Não é preciso que ignoremos a existência do mal, mas vamos passar ao largo dele, apenas reconhecendo-o e observando sua natureza, mas sem julgamento. E redirecionar nossos momentos para a prática de algo mais edificante. Que pode ser uma coisa tão simples como um cumprimento amável.
Não precisamos fazer um plano ou adotar um manual de prática do bem, mas simplesmente deixar as coisas fluírem livremente, porém atentos para cada instante de nossa vida, modificando o sentido de certas coisas para que resultem em benefício de alguém ou de algo melhor para todos.
O ‘‘pecado’’ não é incorrer em algum mal, porém desperdiçar a oportunidade de praticar o bem. E a oportunidade se manifesta a todo instante. Basta ficarmos vigilantes.
No caso dos nossos governantes, os consideramos um mal, porém temos feito pouco ou nada para elegermos bons políticos e policiá-los depois de eleitos, para que resultem eficientes. Pensamos que apenas cassar ou colocar na cadeia um político corrupto seja a melhor solução, porém a mais sábia é produzir homens públicos honestos.

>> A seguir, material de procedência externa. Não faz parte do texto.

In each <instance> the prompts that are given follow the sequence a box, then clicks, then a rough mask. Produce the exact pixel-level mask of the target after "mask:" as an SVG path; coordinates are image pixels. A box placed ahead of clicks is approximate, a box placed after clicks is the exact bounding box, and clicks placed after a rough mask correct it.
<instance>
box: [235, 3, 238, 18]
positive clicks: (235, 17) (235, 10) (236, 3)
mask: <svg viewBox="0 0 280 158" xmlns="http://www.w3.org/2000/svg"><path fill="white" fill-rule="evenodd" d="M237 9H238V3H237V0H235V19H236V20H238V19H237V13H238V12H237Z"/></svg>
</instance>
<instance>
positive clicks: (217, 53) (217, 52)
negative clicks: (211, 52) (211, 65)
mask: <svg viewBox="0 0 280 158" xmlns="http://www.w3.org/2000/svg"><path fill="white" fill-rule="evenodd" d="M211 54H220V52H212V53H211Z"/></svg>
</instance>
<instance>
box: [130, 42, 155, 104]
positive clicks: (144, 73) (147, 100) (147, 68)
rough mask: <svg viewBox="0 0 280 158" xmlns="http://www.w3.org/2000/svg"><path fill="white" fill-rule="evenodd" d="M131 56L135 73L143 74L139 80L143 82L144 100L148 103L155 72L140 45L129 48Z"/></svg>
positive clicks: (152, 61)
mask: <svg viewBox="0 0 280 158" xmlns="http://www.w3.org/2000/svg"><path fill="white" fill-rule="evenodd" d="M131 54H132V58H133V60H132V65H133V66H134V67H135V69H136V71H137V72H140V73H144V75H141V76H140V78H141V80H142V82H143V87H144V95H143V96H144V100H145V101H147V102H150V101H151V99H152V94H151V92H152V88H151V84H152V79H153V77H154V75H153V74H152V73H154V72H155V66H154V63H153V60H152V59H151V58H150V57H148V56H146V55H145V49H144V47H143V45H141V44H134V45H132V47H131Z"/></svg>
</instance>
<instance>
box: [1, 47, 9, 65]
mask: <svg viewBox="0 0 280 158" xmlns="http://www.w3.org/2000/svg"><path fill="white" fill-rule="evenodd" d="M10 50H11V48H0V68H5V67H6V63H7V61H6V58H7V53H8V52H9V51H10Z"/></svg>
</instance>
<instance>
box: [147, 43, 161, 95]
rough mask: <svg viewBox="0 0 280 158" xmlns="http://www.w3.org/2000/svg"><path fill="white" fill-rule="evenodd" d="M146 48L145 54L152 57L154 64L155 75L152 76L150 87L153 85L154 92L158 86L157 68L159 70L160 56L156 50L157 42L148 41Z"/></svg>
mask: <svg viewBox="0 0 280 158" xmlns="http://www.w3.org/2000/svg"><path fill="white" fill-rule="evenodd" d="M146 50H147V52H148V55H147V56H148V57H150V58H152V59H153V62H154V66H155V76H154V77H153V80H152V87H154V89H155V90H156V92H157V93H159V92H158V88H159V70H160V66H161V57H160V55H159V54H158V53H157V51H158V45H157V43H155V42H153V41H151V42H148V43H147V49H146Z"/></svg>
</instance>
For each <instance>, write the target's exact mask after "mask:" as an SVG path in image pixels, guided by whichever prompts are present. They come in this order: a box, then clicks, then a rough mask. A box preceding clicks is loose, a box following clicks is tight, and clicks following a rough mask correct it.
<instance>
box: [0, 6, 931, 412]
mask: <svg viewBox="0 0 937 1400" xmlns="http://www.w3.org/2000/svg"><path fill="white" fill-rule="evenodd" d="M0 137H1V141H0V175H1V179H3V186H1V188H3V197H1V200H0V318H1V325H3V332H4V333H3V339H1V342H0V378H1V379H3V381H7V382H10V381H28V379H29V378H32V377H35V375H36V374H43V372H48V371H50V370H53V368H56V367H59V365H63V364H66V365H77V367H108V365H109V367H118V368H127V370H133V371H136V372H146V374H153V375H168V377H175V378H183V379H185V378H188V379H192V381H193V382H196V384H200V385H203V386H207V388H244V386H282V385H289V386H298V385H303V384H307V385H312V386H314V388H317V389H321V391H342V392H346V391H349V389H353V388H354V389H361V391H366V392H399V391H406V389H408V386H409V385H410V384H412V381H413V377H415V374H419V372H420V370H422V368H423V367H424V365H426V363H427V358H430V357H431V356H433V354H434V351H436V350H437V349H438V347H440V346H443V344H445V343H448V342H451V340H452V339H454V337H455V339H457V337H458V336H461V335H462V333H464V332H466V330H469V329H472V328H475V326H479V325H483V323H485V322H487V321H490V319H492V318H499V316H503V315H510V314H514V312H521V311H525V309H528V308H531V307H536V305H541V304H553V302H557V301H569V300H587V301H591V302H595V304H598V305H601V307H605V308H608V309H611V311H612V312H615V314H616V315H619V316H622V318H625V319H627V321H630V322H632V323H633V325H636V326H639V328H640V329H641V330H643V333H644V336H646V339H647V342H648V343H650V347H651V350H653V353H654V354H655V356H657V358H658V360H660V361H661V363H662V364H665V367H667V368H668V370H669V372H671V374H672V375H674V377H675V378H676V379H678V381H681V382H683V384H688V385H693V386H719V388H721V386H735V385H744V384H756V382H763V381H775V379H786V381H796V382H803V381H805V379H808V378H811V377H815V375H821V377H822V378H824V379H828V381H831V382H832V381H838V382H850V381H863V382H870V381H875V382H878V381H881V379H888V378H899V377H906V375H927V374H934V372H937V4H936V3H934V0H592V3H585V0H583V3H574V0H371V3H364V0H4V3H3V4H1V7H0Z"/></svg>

Uma religião, ao invés de atacar o que julga um mal na outra, deveria ela própria fazer-se boa, e assim se imporia não pela crítica, mas pelas próprias idéias. Os caminhos para a prática do bem são menos tortuosos que os que conduzem ao mal.

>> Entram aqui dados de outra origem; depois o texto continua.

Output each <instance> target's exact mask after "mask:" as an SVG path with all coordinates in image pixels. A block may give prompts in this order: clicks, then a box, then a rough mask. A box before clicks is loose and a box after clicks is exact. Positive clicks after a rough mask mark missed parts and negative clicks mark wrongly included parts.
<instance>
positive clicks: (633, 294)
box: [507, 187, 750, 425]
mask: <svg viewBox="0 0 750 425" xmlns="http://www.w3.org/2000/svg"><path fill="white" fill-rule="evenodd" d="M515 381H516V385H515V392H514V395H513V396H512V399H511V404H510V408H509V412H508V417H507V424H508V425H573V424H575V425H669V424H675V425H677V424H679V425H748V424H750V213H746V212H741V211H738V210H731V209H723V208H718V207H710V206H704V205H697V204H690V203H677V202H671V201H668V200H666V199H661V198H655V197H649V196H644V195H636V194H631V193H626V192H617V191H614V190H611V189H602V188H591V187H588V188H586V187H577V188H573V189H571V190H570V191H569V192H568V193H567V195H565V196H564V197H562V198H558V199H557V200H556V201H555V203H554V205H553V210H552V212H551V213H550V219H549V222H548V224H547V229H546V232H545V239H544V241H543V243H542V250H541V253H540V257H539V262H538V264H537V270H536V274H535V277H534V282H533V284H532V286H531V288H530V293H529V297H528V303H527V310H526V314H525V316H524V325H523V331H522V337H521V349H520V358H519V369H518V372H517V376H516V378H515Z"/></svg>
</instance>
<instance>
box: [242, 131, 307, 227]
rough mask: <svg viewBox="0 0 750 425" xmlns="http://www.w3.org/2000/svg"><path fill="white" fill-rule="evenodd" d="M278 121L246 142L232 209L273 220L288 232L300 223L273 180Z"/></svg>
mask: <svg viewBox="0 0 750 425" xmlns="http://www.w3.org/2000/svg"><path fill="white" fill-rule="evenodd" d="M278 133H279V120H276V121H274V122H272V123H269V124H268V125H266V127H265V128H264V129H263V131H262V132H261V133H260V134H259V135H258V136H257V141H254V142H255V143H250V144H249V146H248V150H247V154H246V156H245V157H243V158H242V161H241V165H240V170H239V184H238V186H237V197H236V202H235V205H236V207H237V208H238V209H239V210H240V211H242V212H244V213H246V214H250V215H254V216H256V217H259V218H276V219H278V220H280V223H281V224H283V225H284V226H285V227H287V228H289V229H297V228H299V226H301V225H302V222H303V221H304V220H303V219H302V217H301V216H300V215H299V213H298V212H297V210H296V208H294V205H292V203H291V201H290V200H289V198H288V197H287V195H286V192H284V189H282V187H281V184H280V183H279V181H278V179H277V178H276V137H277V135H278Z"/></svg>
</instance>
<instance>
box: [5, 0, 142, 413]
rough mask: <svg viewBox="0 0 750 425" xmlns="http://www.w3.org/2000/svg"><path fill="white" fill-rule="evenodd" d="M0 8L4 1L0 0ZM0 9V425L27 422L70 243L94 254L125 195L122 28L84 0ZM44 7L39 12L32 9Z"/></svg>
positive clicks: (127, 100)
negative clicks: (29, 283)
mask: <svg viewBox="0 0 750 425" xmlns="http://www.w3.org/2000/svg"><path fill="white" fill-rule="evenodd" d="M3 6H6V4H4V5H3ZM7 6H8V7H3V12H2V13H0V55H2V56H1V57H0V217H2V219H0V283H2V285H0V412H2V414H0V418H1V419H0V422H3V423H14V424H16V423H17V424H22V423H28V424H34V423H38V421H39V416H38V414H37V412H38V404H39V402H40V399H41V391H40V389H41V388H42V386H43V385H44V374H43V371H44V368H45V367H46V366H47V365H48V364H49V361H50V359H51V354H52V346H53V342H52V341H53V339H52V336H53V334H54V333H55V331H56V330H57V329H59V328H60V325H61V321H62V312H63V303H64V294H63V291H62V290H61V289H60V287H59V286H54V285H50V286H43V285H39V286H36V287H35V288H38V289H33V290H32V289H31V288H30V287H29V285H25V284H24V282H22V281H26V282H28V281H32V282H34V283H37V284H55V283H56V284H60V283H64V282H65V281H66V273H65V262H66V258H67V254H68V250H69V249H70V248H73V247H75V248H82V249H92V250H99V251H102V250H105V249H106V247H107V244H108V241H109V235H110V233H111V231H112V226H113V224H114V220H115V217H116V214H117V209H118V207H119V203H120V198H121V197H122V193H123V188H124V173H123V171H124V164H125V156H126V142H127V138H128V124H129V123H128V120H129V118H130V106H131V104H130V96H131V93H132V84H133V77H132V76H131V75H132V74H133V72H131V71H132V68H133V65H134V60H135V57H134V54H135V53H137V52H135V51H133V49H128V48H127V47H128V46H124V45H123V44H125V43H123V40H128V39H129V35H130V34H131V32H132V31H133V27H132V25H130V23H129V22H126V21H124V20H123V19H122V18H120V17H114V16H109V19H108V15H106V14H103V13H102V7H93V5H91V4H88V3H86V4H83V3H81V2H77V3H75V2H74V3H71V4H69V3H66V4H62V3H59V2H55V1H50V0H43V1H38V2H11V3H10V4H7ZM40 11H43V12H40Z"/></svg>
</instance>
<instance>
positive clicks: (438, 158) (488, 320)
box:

Idéias muito arraigadas de buscar punição para tudo e para todos, ao invés de exaltar a justiça podem estar contemplando sentimentos de vingança. Mentalizações carregadas de ódio contra os males os disseminam ainda mais, criam vigorosa corrente negativa e mais os robustecem.
Já pensamentos bons, palavras e ações boas propagam vibrações da mesma qualidade e intensidade e inundam a atmosfera dessa onda benfazeja. Semear idéias de combate ao mal é um processo cansativo e estressante, com resultados inócuos no mais dos casos.
Uma boa palavra dirigida a alguém é sempre um bem. Varrer de vez de nossa mente e de nosso vocabulário a maledicência é o melhor dos bens que fazemos para nós próprios e para aqueles que são poupados de nossos dardos envenenados. Um gesto, uma ajuda, um incentivo, irradiam sucessivas vibrações benéficas, como os círculos que se propagam quando jogamos uma pedra nas águas mansas de um rio.